Middle-class career military members are cutting back on expenses and fearing for their retirement because of proposals to cut military pay and curb benefits, according to First Command’s Financial Behaviors Index.

Eighty-five percent of the 530 families surveyed say they will be financially affected by planned cuts in military retirement pay and 45 percent say they will be “extremely” or “very” affected, the survey says. Included in the survey are senior NCOs and commissioned officers in pay grades E-6 and above with household incomes of at least $50,000.

“Service members are feeling increasingly nervous about the impact of defense downsizing on their financial and professional lives, and retirement benefits are their top concern,” says Scott Spiker, CEO of First Command Financial Services Inc.

Reduced retirement benefits were the top concern for 32 percent, double the number from the previous year, followed by concern about reduced personal expense benefits and a decreased likelihood of being promoted.

Concerns over military budget cuts are reflected in a lagging confidence over various financial matters. The index shows only 35 percent feel extremely or very confident in their ability to retire comfortably, a 5-point decrease from November and the lowest level in almost a year.

The first action to be taken by the respondents is to cut back on spending, which was reported by 49 percent of December survey respondents. Also 10 percent are now working with a financial advisor, up from 4 percent in the middle of 2013.

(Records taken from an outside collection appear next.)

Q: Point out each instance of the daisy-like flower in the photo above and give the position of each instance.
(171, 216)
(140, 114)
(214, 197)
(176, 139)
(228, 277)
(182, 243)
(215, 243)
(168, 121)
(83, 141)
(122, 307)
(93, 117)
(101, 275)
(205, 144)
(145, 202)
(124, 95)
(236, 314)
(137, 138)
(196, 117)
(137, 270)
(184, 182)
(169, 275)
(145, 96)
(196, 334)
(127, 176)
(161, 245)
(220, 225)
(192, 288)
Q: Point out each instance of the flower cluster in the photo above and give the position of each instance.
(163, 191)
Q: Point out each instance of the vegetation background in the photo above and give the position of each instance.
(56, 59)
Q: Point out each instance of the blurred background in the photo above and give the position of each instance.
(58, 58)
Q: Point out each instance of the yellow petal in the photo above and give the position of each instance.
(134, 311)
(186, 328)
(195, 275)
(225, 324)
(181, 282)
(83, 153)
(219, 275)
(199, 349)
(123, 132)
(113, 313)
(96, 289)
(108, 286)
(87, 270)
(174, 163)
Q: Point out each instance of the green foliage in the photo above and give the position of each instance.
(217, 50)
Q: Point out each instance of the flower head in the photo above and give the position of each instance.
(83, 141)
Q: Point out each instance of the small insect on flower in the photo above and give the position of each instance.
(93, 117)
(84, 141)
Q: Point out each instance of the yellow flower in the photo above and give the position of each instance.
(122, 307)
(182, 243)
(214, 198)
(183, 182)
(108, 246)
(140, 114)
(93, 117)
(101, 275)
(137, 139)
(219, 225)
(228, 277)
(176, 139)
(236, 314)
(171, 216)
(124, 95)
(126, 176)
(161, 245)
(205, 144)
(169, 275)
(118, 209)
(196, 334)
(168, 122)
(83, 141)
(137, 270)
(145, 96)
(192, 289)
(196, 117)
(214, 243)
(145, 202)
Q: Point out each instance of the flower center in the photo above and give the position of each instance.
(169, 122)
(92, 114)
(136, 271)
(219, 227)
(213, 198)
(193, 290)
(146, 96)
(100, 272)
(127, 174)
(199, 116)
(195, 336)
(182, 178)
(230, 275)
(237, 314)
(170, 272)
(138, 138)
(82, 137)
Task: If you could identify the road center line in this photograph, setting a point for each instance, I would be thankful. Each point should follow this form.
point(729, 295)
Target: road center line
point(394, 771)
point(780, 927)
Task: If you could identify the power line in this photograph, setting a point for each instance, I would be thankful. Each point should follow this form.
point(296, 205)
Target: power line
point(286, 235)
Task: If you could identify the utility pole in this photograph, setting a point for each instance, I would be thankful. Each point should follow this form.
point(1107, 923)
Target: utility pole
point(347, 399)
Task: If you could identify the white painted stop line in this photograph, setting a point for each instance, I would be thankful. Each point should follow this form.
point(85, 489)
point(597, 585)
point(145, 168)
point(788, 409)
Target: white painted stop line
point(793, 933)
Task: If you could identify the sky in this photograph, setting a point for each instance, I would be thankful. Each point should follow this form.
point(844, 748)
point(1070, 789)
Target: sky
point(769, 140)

Respondents are also worried about their job security. In December, 37 percent said they were concerned about job security, compared with 25 percent who expressed that worry in mid-2013.

“Over the past several months, our men and women in uniform have become increasingly uneasy about the career viability of the military,” says Spiker. “They are now asking tough questions about their futures like, ‘Do I want to stay in and make this a career?’ or ‘Do I even have the option anymore to make this a career?’ Sequestration has placed the problems of our federal budget squarely on the military.”